Jessie Hill Roberson, a fixture in the public and private sectors of the nuclear field for more than 30 years, plans to exit the Defense Nuclear Facilities Safety Board this October when her latest term expires, a board spokesperson said Monday.
The exit of the longtime nuclear hand could, temporarily at least, leave only two remaining members on a board set up for five. The board would be able to operate even if it gets down to one member; the National Defense Authorization Act for fiscal 2023 granted the chair power to run things for up to a year.
Roberson, last confirmed by the Senate in July 2020, plans to leave the Defense Nuclear Facilities Safety Board (DNFSB) when her term expires Oct. 18, although current rules would allow her to stay on until a replacement is made, the spokesperson said in response to a telephone inquiry Monday.
The nuclear veteran Roberson once led environmental remediation at the Department of Energy and has spent most of the past 25 years working for nuclear-related branches of the government, according to her board biography.
Roberson has also worked for an electric company, Exelon Nuclear.

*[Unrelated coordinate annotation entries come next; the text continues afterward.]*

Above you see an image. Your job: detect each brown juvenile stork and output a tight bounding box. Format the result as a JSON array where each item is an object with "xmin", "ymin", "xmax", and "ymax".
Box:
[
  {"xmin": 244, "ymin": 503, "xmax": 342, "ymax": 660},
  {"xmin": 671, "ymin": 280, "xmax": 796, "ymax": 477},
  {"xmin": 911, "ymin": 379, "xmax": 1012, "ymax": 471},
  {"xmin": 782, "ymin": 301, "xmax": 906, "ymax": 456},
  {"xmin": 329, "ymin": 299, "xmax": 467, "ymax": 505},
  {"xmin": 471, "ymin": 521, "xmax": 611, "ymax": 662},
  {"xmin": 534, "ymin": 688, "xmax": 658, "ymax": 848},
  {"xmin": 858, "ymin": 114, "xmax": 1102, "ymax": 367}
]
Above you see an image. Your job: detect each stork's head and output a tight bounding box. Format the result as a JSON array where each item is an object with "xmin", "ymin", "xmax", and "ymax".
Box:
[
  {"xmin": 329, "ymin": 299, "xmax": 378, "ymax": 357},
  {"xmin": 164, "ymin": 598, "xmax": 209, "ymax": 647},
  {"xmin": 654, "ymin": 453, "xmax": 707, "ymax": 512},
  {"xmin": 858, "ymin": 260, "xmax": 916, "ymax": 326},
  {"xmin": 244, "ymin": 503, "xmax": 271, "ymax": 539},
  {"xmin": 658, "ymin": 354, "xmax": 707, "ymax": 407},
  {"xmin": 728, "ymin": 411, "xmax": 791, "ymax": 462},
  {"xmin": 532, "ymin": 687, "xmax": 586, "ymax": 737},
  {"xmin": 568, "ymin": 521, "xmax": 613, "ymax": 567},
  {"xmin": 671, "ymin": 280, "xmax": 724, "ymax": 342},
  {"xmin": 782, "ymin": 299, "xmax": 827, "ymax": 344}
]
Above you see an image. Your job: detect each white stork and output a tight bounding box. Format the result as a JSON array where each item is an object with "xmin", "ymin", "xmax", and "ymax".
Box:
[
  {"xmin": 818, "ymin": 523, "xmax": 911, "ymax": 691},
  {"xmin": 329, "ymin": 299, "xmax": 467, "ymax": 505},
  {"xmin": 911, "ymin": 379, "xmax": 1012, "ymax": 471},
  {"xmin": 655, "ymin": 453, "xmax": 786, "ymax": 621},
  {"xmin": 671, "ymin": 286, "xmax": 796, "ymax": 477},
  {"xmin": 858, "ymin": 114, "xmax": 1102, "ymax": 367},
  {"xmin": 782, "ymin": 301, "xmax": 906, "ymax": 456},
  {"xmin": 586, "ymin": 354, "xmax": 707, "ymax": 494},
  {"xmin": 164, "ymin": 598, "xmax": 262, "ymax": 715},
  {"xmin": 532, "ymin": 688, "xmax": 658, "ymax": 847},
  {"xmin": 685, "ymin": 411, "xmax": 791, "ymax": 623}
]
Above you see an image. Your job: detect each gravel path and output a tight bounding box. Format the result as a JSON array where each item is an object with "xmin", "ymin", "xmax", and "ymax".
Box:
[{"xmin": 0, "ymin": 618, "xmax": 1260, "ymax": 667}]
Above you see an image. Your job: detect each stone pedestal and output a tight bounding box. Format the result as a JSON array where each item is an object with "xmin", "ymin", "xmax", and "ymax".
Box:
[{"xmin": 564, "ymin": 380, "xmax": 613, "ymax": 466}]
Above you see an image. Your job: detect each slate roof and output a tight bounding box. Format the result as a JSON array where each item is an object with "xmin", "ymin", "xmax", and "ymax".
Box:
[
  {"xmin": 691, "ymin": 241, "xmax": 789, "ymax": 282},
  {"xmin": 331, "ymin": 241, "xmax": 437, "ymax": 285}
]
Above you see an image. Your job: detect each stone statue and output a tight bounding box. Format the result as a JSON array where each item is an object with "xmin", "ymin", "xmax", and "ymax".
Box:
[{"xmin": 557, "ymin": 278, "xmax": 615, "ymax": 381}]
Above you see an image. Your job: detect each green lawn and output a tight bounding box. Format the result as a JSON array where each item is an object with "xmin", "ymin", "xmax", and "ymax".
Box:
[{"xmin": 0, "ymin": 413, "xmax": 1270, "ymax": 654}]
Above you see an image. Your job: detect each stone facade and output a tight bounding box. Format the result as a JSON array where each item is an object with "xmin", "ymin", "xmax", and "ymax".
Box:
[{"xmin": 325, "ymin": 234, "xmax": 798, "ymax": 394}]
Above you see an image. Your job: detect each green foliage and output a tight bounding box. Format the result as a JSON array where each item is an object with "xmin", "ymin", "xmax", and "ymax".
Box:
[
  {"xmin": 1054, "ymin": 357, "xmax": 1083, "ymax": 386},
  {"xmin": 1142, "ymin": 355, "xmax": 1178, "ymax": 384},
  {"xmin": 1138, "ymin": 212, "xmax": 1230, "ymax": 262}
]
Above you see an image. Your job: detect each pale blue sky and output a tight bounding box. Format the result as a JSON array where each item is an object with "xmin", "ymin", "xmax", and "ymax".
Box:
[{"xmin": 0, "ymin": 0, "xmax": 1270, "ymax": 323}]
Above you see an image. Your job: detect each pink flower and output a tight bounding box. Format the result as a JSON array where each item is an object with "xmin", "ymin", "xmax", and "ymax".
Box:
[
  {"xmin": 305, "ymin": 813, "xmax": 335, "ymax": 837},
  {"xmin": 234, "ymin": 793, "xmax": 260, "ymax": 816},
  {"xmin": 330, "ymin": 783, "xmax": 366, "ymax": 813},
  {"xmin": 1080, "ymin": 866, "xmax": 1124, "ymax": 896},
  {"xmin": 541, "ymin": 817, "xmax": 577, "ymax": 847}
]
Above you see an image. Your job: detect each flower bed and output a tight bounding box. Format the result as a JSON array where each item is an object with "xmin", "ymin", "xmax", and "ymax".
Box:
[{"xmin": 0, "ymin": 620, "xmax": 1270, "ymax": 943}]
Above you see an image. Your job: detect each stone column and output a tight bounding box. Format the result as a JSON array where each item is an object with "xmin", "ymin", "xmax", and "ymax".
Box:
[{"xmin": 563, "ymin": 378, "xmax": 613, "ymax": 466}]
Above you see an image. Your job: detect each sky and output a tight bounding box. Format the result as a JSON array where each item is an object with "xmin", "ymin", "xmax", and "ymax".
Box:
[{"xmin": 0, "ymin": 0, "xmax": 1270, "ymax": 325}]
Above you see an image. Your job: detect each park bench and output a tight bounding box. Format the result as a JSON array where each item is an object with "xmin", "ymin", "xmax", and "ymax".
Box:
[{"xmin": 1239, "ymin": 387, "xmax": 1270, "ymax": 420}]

She started her career working as an operations manager for Dow Chemical in 1981, according to her LinkedIn page.
Roberson has served multiple stints on DNFSB, the first of which began in January 2000 after her nomination by President Bill Clinton, according to another online bio, which also says she was once manager of DOE’s Rocky Flats site in Colorado.
In July 2015, Roberson was nominated by President Barack Obama to a seat on the Nuclear Regulatory Commission but was never confirmed.
President Joe Biden has announced plans to nominate Patricia Lee, a digital portfolio manager at the Savannah River National Laboratory, to the safety board. But Lee, who has also worked at the DOE Office of Environmental Management as a liaison to DNFSB, has not yet had a confirmation hearing scheduled in Senate Armed Services Committee.
If a new member is not confirmed by the Senate within five months, the safety watchdog panel built for five members, would be down to two— chair Joyce Connery, whose term ends in 2024, and vice-chair Thomas Summers whose term ends in 2025. The current trio has made up the board since September 2020 when then-chair Bruce Hamilton resigned.